O pai da psicologia analítica no vol. 2 das obras completas, estudos experimentais, vai dizer no parágrafo 1007: ''A desarmonia latente entre os pais, uma preocupação secreta, desejos secretos e reprimidos, tudo isso produz na criança um estado emocional, com sinais perfeitamente reconhecíveis, que devagar mas segura e inconsciente vai penetrando na psique dela, levando as mesmas atitudes e, portanto, às mesmas reações aos estímulos do meio ambiente''.
Na perspectiva da teoria sistêmica, grupos de pessoas, como casais, famílias ou relações psicoterapêuticas, podem ser vistos como circuitos de retroalimentação, ou seja, o comportamento de cada pessoa afeta o comportamento de outras pessoas e é também afetado por elas. Como Jung num fragmento que compõe o seu trabalho sobre a prática da psicoterapia: ''O encontro de duas personalidades assemelha-se ao contato de duas substâncias químicas: se alguma reação ocorre, ambas sofrem transformação''.
Diante de tantas dificuldades apresentadas no trabalho com famílias em conflitos que podem vir de gerações, é necessário que o terapeuta família siga algumas recomendações, a fim de que seu trabalho produza bons resultados. Por exemplo, se for terapia de casal, entrevistar sempre o casal junto, mas se for jovem ou adolescente, chamar a família toda para uma entrevista. Já se for uma criança, iniciar a entrevista com os pais ou responsáveis. Se for necessário, devido a demanda do caso, entrevistar cada membro da família isoladamente, a fim de obter um panorama geral sobre a situação do paciente.
Um dos melhores diagnósticos para a terapia, é aquele que permite ao grupo social responder às tentativas de mudança, começando com todas as partes envolvidas que estejam incluídas no projeto de transformação e melhora.

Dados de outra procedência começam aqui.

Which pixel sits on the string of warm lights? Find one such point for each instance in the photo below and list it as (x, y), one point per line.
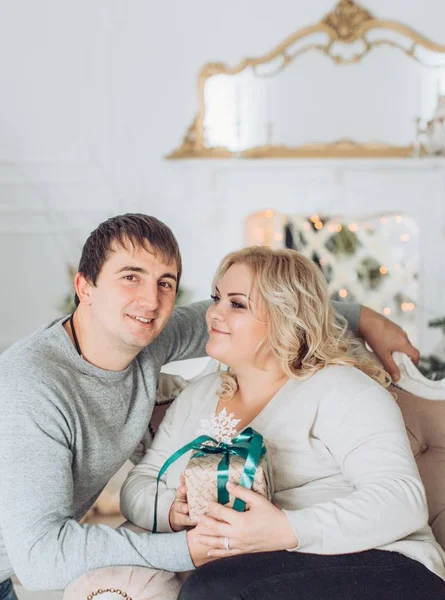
(264, 236)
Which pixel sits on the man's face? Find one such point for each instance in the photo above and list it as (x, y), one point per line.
(133, 297)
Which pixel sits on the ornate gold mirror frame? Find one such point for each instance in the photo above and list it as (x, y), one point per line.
(347, 23)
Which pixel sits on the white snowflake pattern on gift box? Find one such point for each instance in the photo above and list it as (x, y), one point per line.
(222, 427)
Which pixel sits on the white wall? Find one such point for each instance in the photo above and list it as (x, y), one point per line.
(93, 94)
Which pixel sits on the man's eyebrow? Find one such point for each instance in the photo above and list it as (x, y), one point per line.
(134, 269)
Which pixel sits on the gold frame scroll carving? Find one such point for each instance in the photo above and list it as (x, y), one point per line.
(347, 23)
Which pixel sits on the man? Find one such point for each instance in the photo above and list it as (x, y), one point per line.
(76, 398)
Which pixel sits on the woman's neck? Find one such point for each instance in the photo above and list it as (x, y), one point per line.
(257, 387)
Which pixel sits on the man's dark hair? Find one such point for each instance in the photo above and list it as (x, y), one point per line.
(137, 229)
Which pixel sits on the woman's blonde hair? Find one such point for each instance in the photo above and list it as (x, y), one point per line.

É recomendável, para a realização satisfatória da terapia, que o psicoterapeuta familiar passe por algumas fases. A primeira delas, é onde o terapeuta acolhe e observa cada pessoa e cada relação interpessoal, sem fazer qualquer comentários. A segunda fase, é onde são discutidos os problemas; é também onde emergem os questionamentos a respeito dos motivos da consulta, bem como a opinião de cada membro da família. Na terceira fase, é a oportunidade de se conhecer melhor a interação da família, como por exemplo, o entendimento mais apurado sobre a relação da criança considerada ''problema'' com os adultos envolvidos mais diretamente na sua educação. A última e quarta fase é a explicação dos objetivos da terapia; é também nesse momento que o psicoterapeuta pede para cada pessoa da família dizer o que espera da terapia familiar.
A terapia familiar e a contribuição da visão sistêmica podem auxiliar e muito as famílias que passam por inúmeras crises no seu âmbito, especialmente uma criança no seu processo de aprendizado. Uma vez que certos complexos familiares podem ser responsáveis por produzir dificuldades no convívio e na vida social de um indivíduo, uma terapia que visa o núcleo da família pode ajudar na minimização de impactos profundos na vida de pessoas, produzindo espontaneamente uma consciência transformadora dos impactos gerados na sua estrutura.